Nova Scotia Premier premier Tim Houston told reporters the fires have caused a "breathtaking amount of damage" and that the welcome rainfall is giving firefighters a chance to make some headway.
Four of the province's 14 total wildfires are currently burning out of control, scorching 89 square miles so far.
"Weather has favored the fires all week, not the firefighters. We're hopeful this will soon change," Houston said Friday.
Rain early Saturday morning gave firefighters a window to move from defense to offense, but officials cautioned it won't turn the tide quickly.
"I will caution that this rain does not yet mean we are out of the woods, but we are now able to have our ground crews kick it into high gear and get into these places we have not been able to set foot on in days to kick some ash," Nova Scotia Department of Natural Resources spokesperson Dave Rockwood told the CBC
The department currently has about 90 paid firefighters on the ground along with 40 volunteer municipal firefighters and 18 additional members from outside of the province. A water bomber and five helicopters are helping to fight the flames.

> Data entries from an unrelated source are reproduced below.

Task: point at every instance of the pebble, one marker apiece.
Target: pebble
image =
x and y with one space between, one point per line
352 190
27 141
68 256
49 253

About 5,000 people remain evacuated from their homes -- down from a high of 16,000 earlier in the week.
Residents are still required to show ID when passing police checkpoints to return to areas where evacuation orders have been lifted.
Approximately 150 homes have been destroyed by fire so far around Halifax with an additional 50 lost around Shelburne in the southern part of Nova Scotia.
Houston, however, attempted to look at the positives.
"Through all this despair, zero deaths, zero missing persons, zero serious injuries." he said. "This says a lot about the professionalism of our first responders leading the response.
"No lives lost, but an absolutely breathtaking amount of damage and many, many lives turned upside down."